= Elizabeth Bernays =

Australian entomologist (1940–2024)

Elizabeth A. Bernays (1940 – 5 March 2024) was an Australian entomologist who was a Regents Professor at the University of Arizona. She was known for studies of physiological, behavioural, and ecological interactions between plants, herbivorous insects and their predators. Bernays worked on the feeding behaviour of a variety of insects including aphids, grasshoppers, and hawkmoths. She was known for championing the idea that predation drove many insects to specialise on a few species of hostplants, rather than specialisation being solely the outcome of a chemical arms race between plant and insect herbivores.

== Early life ==
Educated at the University of Queensland, Australia, she moved to London to teach high school students; she subsequently studied for a PhD there.
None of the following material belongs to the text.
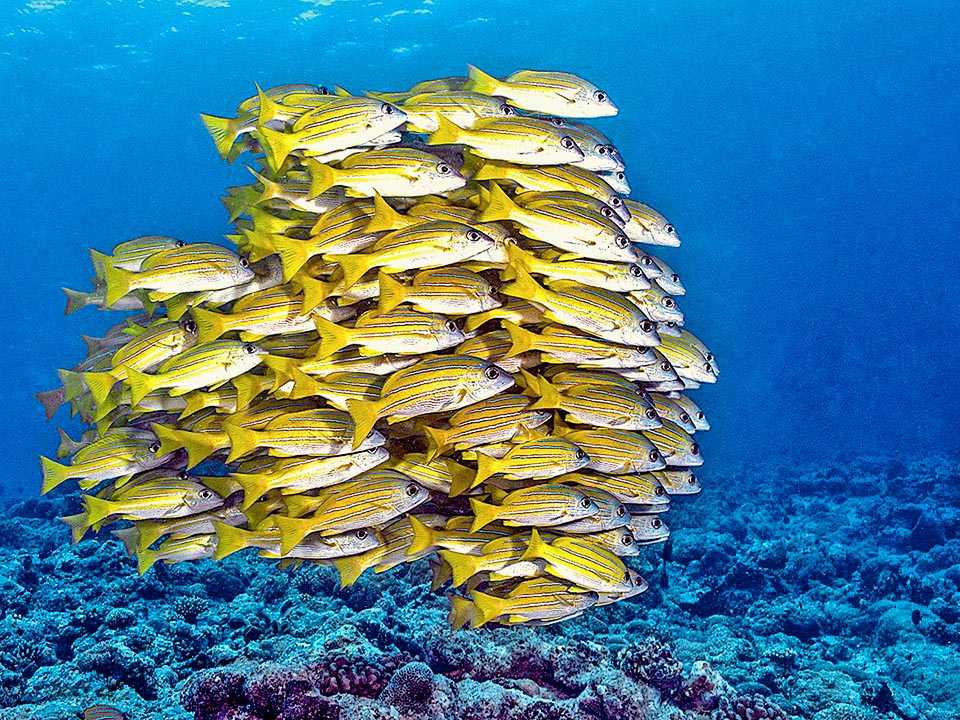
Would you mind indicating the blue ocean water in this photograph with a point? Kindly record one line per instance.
(807, 152)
Prior to moving to the University of Arizona, she was a professor at the University of California, Berkeley.

== Career ==
Bernays published more than 100 book chapters, peer-reviewed journal articles, edited volumes and books on a variety of entomological subjects including insect learning, feeding, taste and water homeostasis. Her research into the feeding behaviour of insects helped guide interventions designed to minimise crop pest damage. Along with Michael S. Singer, she published a paper in 2005 in Nature showing that parasitised tiger moth caterpillars have greater sensitivity to pyrrolizidine alkaloids than non-parasitised caterpillars and that parasitised caterpillars seek out plants containing these chemicals to defend themselves from predation and parasitism.

== Academic honours ==
In 1986, she received the Vatican's highest scientific honour, the Pius XI Gold Medal of the Pontifical Academy of Sciences.
== Late career activities ==
After retirement, Bernays studied for a master's degree in creative writing at the University of Arizona. She wrote two memoirs. The first memoir, Six Legs Walking: Notes from an Entomological Live, described her childhood experiences with nature, her work with her husband as an applied entomologist in Africa, and her professional experiences as a woman in science moving from the science culture of the U.K. to a professorship at the University of California, Berkeley. Her second memoir, Across the Divide: The Strangest Love Affair, describes her personal and creative relationship with her wife Linda Hitchcock which included collaborating on children's nature books and travelling the southwestern U.S.

== Personal life ==
She was married to the English entomologist Reginald Frederick Chapman until his death in 2003. She met Linda Hitchcock, photojournalist in 2004 and subsequently married in 2018 .

== Selected books and edited volumes ==
- Herbivores and Plant Tannins with Gillian A. Cooper-Driver and M. Bilgener, London: Academic Press, 1989.
- Insect-Plant Interactions, Boca Raton: CRC Press, 1990.
- Host-Plant Selection by Phytophagous Insects with R.F. Chapman, New York: Chapman & Hall, 1994.
- Six Legs Walking: Notes from an Entomological Life, Florida: Raised Voices Press, 2019.
- Across the Divide: The Strangest Love Affair, Arizona: Wheatmark, 2023.